Xanana Gusmão, que esteve e está, desde a primeira hora, numa política de enfraquecimento da FRETILIN - criando** partidos políticos e estímulando a sua acção -, tem agora o maior desafio da sua estratégia comum a José Ramos Horta e aos amigos americanos e australianos, que é o de provocar o declínio do maior partido timorense.
A execução do plano de aniquilação do partido político FRETILIN ainda está em marcha.
O passo seguinte é o que está a acontecer.
A FRETILIN percebeu desde o início a estratégia de Xanana Gusmão. Conduziu as coisas até a ponto em que estamos.
Xanana Gusmão, provinciano que é, mal preparado e mal aconselhado, perdeu as estribeiras e veio a público gritar brejeiramente, em tom e conteúdo bulhento, contra a FRETILIN e pessoas às quais o país deve muito, como é o caso do comandante Lu'olo.
O plano seguinte também já está em marcha.
Xanana Gusmão, ontem de forma burlesca, dirigiu-se aos seus homens - aqueles que ele tem controlado desde a primeira hora e protegido -, em pleno centro da cidade, protegidos pelos militares australianos***, para lhes agradecer a dedicação, usando as suas palavras, a "esta guerra".
Agora a hora é de passar à destruição da FRETILIN.
As tropas pseudo-políticas (a quem Xanana vai ter da pagar as promessas, pois caso contrário ...), de Xanana Gusmão, com Fernando de Araújo, Leandro Isaac, Manuel Tilman, Mário Carrascalão, Ângela Carrascalão, Lúcia Lobato, Joe Gonçalves, entre tantos outros pela primeira vez, nestes últimos anos podem andar a gritar vitória com os manifestantes pelas ruas de Díli.
Provocar a FRETILIN para uma reacção violenta ao circo montado em seu torno é o objectivo dos manifestantes, coordenados com a chefia máxima, de forma a provocar o governo de iniciativa presidencial. De outra forma, na forma actual, será a FRETILIN a decidir quem e como governa. A Constituição está viva e a FRETLIN, ao contrário do Presidente da República continua a ser o único pilar que sustém a Democracia, a Soberania ea Unidade Nacional.
Xanana Gusmão e José Ramos Horta sabem-no e estão a desesperar, estão emparedados.
A ofensiva seguinte está aí, os desertores passaram a Frente Nacional - com o sorriso de Xanana Gusmão - e já tomaram várias medidas, como a do encerrar o Parlamento Nacional e tomar conta dos movimentos na cidade de Dili.
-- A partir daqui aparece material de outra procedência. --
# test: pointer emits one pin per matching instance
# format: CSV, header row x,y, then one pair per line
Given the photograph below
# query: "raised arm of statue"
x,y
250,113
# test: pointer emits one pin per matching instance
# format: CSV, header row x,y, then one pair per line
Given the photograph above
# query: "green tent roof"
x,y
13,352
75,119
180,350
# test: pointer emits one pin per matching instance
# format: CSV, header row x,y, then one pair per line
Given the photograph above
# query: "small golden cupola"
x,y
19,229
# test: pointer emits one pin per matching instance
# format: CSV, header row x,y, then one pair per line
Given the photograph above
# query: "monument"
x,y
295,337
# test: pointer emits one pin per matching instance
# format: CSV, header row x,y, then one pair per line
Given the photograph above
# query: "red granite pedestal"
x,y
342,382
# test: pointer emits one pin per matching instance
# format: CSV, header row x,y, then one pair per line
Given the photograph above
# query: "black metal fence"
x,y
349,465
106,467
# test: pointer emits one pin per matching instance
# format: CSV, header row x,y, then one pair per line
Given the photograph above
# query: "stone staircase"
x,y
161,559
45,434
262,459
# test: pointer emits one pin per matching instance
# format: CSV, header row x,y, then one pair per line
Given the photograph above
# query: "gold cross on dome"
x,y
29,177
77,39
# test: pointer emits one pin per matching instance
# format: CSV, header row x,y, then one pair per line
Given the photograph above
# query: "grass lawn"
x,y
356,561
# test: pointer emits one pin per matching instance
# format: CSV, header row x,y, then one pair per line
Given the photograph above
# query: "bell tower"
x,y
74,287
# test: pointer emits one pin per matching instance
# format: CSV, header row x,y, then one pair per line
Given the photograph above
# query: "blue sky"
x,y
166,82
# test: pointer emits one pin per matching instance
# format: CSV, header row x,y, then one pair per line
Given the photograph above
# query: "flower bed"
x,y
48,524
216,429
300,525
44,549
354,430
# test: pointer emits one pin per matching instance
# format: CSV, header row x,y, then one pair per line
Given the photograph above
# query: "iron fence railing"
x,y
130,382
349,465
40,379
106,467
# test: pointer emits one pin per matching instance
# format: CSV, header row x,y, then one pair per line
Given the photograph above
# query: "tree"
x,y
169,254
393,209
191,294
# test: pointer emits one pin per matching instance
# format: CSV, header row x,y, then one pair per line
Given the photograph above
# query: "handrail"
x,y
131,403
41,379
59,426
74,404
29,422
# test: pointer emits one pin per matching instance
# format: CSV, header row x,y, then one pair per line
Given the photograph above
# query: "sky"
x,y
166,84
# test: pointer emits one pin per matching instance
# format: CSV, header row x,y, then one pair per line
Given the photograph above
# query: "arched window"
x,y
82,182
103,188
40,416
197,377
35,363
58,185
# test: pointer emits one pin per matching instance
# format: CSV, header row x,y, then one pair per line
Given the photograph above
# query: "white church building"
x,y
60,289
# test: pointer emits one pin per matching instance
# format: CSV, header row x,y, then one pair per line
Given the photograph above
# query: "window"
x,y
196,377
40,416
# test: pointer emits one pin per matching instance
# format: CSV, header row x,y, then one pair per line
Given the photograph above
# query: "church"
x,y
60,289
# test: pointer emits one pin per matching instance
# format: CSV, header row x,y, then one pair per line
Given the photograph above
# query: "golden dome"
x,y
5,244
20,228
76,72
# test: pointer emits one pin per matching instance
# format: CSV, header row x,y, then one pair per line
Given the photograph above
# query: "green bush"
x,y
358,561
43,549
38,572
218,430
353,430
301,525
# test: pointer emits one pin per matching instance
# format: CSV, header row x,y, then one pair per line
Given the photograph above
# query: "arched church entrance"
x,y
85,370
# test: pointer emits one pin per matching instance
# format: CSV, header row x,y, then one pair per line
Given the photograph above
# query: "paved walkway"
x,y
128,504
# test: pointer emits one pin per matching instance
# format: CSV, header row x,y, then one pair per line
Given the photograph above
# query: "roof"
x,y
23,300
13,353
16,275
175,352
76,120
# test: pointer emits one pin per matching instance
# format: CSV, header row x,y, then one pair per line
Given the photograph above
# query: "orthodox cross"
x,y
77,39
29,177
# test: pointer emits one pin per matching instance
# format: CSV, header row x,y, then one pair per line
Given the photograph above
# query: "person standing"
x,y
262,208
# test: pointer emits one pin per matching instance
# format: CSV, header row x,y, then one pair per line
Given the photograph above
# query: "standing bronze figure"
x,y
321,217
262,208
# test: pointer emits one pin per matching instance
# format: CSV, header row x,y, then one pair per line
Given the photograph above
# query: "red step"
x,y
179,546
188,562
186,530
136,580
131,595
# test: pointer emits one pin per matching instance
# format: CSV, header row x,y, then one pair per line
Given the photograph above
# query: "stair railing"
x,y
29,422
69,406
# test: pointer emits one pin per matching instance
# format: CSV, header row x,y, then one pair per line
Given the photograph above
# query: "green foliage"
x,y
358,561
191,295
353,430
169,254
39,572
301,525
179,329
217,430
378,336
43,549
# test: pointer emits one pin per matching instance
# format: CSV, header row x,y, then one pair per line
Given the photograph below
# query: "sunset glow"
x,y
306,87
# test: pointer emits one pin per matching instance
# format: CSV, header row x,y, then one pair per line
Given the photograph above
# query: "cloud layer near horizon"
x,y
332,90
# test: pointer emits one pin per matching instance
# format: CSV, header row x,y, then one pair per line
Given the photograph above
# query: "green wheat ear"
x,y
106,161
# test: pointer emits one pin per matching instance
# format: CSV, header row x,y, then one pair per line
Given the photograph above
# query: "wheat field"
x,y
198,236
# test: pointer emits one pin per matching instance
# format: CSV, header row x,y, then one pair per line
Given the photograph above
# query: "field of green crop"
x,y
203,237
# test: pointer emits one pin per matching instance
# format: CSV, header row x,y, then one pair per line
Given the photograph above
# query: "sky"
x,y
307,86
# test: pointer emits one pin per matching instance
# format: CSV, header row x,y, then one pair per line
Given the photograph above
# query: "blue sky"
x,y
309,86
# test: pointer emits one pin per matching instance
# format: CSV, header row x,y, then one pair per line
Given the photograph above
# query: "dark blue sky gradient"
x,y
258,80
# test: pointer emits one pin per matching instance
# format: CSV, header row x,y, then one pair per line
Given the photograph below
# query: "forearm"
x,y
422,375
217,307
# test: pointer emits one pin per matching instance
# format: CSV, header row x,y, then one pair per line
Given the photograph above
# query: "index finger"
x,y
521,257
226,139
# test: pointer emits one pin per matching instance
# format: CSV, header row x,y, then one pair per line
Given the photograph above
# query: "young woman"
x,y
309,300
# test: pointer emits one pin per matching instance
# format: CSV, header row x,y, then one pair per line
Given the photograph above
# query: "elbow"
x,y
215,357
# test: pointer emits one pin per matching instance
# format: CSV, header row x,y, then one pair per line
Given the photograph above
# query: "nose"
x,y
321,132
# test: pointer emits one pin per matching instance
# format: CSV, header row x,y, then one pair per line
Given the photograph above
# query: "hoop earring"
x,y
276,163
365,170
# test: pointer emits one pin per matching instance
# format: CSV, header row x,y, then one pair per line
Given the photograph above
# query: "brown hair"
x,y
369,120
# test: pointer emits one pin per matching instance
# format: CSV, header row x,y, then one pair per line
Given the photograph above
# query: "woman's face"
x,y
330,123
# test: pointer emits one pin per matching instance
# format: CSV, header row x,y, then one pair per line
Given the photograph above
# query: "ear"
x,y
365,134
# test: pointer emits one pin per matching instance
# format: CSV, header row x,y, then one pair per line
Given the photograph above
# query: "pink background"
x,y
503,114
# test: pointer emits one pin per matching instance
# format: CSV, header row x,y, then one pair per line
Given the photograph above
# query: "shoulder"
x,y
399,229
* Poucos manifestantes, duas a três mil pessoas não têm "quórum" para a representação de um Povo Soberano e Democrata;
** sobre a consituição do PD e do PSD todos sabem dentro e fóra destes partidos como se processou o seu nascimento nos bastidores e o contributo que o "fotógrafo" deu ao surgir nos comícios como que por acaso;
***A entrada dos militares australianos era fundamental. De tal forma, que José Ramos Horta, com o "cc" de Xanana Gusmão, assinou o acordo, à revelia do governo ao qual pertence, dotando de poderes totais as tropas australianas - há sempre um preço a pagar nestas coisas.
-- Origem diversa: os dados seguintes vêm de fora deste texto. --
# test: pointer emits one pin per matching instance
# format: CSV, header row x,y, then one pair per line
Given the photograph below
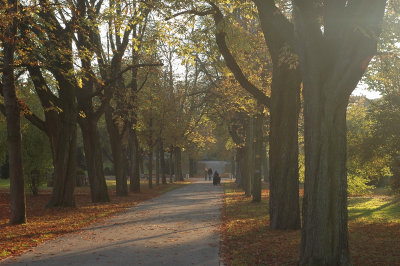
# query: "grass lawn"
x,y
374,232
44,224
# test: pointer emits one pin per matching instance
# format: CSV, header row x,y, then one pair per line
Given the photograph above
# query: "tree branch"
x,y
231,62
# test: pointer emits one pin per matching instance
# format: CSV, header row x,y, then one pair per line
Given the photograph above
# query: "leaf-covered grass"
x,y
44,224
374,232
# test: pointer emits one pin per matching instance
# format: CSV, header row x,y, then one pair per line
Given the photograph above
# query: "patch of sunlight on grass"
x,y
374,209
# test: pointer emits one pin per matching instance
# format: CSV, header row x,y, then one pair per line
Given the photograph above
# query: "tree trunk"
x,y
94,160
178,164
141,162
241,166
117,153
265,163
14,141
63,146
249,159
151,168
162,162
134,174
284,152
191,167
171,164
258,150
324,234
157,164
332,62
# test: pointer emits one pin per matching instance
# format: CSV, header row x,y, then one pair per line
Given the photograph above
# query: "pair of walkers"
x,y
216,177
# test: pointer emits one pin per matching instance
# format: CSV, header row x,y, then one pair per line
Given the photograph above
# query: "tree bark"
x,y
63,146
151,168
94,160
249,159
14,141
258,150
117,153
162,162
157,164
284,109
171,164
191,167
134,174
178,164
332,63
242,170
283,141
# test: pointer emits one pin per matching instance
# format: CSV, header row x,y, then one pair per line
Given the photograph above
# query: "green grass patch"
x,y
374,231
374,209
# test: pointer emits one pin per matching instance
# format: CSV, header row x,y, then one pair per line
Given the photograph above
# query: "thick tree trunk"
x,y
324,234
249,159
94,160
328,80
162,163
134,175
241,165
191,167
117,153
151,168
265,163
14,141
157,164
178,164
283,141
63,145
258,150
171,164
141,162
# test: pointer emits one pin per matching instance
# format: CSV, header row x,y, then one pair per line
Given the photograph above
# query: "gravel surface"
x,y
180,227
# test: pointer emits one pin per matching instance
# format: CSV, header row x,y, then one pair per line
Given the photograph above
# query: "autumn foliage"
x,y
246,224
45,224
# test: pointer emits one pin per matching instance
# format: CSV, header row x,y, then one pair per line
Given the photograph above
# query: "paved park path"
x,y
180,227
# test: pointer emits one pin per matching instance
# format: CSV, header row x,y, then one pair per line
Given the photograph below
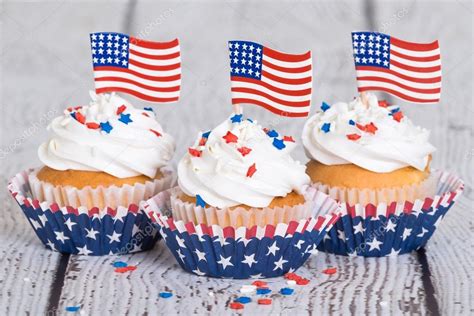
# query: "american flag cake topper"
x,y
409,71
147,70
279,82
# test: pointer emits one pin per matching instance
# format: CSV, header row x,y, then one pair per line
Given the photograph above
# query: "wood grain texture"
x,y
46,75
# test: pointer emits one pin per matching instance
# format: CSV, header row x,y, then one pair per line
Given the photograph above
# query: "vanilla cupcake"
x,y
243,207
368,153
101,161
107,153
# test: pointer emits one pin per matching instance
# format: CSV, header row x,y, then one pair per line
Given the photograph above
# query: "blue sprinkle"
x,y
200,201
325,106
165,294
325,128
263,291
125,118
278,143
237,118
72,308
286,291
272,133
120,264
106,127
244,299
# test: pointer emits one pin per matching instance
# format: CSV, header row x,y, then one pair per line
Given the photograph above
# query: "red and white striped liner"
x,y
17,186
451,188
318,222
Sem as tropas inoperantes, mas a comandar internamente, Xanana Gusmão e José Ramos Horta não tinham conseguido levar o processo até ao ponto em que está.
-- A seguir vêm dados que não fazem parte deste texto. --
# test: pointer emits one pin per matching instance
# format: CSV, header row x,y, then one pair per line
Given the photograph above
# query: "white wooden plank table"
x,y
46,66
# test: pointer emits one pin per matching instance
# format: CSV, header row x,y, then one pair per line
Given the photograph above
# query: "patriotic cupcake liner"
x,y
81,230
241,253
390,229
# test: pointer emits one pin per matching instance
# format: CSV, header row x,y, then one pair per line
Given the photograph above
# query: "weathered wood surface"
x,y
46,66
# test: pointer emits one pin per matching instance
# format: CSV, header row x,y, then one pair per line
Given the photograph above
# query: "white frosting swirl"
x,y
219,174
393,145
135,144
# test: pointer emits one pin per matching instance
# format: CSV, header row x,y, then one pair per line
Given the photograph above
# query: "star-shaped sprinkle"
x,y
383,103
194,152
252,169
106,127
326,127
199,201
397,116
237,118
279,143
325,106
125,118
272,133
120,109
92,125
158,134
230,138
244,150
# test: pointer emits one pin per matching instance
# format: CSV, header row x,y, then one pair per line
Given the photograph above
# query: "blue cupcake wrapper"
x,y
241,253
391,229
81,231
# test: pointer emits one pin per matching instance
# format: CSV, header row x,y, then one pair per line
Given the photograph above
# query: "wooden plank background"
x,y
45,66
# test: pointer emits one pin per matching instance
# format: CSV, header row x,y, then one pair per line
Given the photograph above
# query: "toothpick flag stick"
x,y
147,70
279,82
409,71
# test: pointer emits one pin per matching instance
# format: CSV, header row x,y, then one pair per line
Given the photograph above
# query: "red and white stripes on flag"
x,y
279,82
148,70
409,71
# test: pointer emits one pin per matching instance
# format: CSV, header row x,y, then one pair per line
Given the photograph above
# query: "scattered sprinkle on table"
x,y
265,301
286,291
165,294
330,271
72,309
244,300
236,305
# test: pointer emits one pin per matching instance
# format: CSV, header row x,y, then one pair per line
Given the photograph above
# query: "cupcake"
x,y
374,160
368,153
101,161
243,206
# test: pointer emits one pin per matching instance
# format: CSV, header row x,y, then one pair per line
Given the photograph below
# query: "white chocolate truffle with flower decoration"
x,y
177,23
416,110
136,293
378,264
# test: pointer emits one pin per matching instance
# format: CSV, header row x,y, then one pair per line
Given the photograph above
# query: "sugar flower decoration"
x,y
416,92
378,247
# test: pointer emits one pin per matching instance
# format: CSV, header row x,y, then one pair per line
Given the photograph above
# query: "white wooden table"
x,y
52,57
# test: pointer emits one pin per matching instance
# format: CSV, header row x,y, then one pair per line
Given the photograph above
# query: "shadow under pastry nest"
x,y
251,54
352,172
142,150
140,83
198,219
Reparem como os manifestantes foram introduzidos na cidade com o apoio das tropas e a sua segurança é assegurada pelos militares. reparem como Xanana Gusmão não respeita os seus pares e "deixa" promover provocações em caravana automóvel a casa do primeiro-ministro e em frente às instalações da FRETILIN.
Enquanto isso, nas estradas do país, as tropas australianas estão a bloquear os militantes da FRETILIN que organizados por si e em grupos pretendem dirigir-se a Dili.
Conclusão prévia:
Mesmo sem Mari a dirigir o Governo, vitimado por um golpe de Estado presidencial, a FRETILIN continuará a ser o partido que formou o governo em funções, com ou sem Mari Alkatiri.
Sabemos, todos nós ,que as coisas não ficam por aqui.
Xanana Gusmão, os amigos e a Austrália não estão satisfeitos - não esquecendo os USA, que já manifestaram todo o apoio à Austrália nas suas decisões para com Timor-Leste -, daí que se esperem mais ofensivas contra a pacificidade da FRETILIN, hoje, amanhã, mas não para sempre - desde que José Ramos Horta consiga entrar lá para dentro.